Optical Character Recognition
(OCR)
CDMR incorporates only the
latest state-of-the-art OCR engines into the DocControl system.
Depending on individual customer requirements, the OCR engine integrated
with DocControl provide high accuracy levels, artificial intelligence
and other specific OCR features such as zoning, text verification and
visual references. Although the OCR feature is extremely useful for some
organizations, it may be absolutely redundant for others. That is why
CDMR has made its OCR module an optional extension. Our consultants will
be able to advise you if your DMS requires the OCR feature and how best
to take advantage of it.
These are some of the common
OCR Module features:
-
High recognition accuracy
-
Artificial intelligence
-
Built-in and user-defined
lexicons
-
Text verification and
correction during the recognition process
-
Zone designation
-
Different fonts and font
sizes
-
Pre-processing for fax, dot
matrix and degraded documents to improve recognition results
-
Recognized text can be
exported in many different formats such as MS Word & MS Excel
-
Process documents in two-page
mode for open-faced books and magazines
-
Many more OCR properties and
functions …
What is OCR?
OCR
is the process of converting
scanned images of machine printed or handwritten text (numerals,
letters, and symbols), into a computer processable format (such as
ASCII).

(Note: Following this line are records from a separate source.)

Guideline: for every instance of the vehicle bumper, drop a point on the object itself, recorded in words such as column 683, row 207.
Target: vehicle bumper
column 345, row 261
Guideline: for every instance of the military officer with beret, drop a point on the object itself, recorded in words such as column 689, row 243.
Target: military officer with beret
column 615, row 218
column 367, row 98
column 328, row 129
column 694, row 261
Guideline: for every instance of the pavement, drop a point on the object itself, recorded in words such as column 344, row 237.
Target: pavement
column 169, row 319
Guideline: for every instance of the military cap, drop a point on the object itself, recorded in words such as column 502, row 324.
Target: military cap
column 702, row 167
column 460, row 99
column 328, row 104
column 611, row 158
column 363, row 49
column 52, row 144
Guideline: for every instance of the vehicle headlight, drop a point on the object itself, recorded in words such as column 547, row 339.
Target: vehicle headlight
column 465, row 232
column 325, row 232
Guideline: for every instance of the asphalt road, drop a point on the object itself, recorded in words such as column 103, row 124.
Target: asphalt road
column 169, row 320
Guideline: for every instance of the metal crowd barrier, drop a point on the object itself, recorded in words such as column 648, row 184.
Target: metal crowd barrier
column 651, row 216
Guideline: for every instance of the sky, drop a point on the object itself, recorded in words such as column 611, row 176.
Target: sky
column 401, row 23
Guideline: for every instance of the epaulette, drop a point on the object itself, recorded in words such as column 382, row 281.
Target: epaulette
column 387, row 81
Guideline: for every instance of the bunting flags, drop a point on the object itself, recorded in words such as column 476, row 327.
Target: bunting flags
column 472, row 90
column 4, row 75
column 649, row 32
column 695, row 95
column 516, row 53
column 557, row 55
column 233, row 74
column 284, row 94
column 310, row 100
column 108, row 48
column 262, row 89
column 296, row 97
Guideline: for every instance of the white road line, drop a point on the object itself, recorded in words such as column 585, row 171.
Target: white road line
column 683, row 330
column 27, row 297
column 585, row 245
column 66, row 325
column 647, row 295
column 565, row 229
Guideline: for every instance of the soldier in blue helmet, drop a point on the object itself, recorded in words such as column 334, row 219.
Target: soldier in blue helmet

The character recognition process from a document image can be
divided into three operational steps - document analysis, character
recognition and contextual processing.
What is OCR used for?
Commercial OCR systems can
largely be grouped into two categories -
general purpose page readers and
task-specific
readers.
General purpose page readers
are designed to handle a broader range of documents such as business
letters, technical reportss and newspapers. These systems capture an
image of a document page and separate the page into text regions and
non-text regions. Non-text regions such as graphics and line drawings
are often saved separately from the text and associated recognition
results. Text regions are segmented into lines, words, and characters
and the characters are passed to the recognizer. Recognition results are
output in a format that can be post processed by application software.
A task-specific reader
handles only specific document types such as pre-specified forms,
cheques or survey letters. These readers usually capture only a few
predefined document regions. Such systems emphasize high throughput
rates and low error rates for its region.
|